Preventing a Mortgage Crisis When You Buy a Home


by Brandan Hadlock, with Direct Mortgage Home Loans

While there are multiple causes for the current mortgage crisis, part of the responsibility lies with borrowers who purchased homes and took out mortgages they couldn’t really afford. Many people who did this have ended up hurting themselves, and in a classic ripple effect, have negatively impacted the entire global economy.

The good news is that current homebuyers have the ability to strengthen our future economy and protect themselves by making smart financial decisions. Chief among these is living within one’s means. This pertains to items small and big, from deciding whether to go to the movies to choosing between which home to buy.

Paying attention to the points listed below can help you live within your means, avoid foreclosure, have more peace of mind, and create greater stability in our national economy.
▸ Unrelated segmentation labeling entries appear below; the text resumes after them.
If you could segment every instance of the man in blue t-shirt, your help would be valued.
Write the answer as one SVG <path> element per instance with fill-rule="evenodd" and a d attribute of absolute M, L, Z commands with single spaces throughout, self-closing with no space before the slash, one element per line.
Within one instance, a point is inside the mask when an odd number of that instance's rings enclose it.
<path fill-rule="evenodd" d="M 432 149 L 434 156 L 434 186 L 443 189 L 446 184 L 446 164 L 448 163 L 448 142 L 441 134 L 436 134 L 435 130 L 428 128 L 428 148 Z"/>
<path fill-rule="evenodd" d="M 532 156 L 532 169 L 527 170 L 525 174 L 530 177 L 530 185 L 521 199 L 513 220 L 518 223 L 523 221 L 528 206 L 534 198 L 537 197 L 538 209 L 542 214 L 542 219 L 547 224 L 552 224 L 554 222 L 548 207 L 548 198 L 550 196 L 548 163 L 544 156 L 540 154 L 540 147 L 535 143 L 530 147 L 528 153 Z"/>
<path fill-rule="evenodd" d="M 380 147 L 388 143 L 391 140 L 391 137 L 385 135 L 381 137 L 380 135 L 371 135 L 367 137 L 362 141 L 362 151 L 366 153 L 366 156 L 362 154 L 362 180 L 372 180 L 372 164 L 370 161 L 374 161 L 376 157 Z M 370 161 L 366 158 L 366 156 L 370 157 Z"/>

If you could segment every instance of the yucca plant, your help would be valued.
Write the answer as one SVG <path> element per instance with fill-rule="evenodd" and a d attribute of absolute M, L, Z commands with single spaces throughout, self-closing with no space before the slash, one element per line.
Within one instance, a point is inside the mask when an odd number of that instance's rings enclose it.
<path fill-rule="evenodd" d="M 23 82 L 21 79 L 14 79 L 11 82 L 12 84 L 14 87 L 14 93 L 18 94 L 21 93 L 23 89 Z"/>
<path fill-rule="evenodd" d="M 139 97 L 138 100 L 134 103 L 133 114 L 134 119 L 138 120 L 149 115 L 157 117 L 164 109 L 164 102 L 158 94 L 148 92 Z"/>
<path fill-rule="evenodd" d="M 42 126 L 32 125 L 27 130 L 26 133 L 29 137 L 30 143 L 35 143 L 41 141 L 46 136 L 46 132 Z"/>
1.Don’t buy until you have a large enough down payment. It is still possible to obtain financing with small down payments, but it is wise to follow the traditional guideline of a 20% down payment. Doing so will decrease your debt and give you a smaller mortgage payment which translates into less financial strain and stress. You may have to wait to in order to pay a high down payment on your dream home but doing so can bring great rewards.

2. Retain sufficient savings. It’s also important have the equivalent of a few months of mortgage payments readily available in a savings account in case of job loss or other emergency. In fact, most loans have a reserves requirement. Having three to six months worth of payments in a bank account can bring peace of mind and help you avoid foreclosure or dings on your credit should something happen to your source of income or if unexpected expenses arise.

3. Take into account the extra costs of buying a home. A mortgage isn’t the only cost when you purchase a house. Besides possible HOA fees, property tax, property insurance and possibly flood insurance, you’ll also have the costs of maintaining, improving, and furnishing your home. How much will the new bedroom and kitchen sets costs? How about the lawn mower for your new yard? Can you afford the additional costs of home ownership along with your mortgage?

4. Take into account your total debt load. You’ll want to look at your current liabilities (car loan, credit card debt, etc) and how much total debt you’ll have once you take out a new loan. Will more than half your income be used to pay off debt? How much will remain for living and saving toward the future?

You may have to exercise some delayed gratification and discipline in order to follow the advice above, but doing so can mean greater enjoyment of the house you buy and play a role in preventing a future mortgage crisis.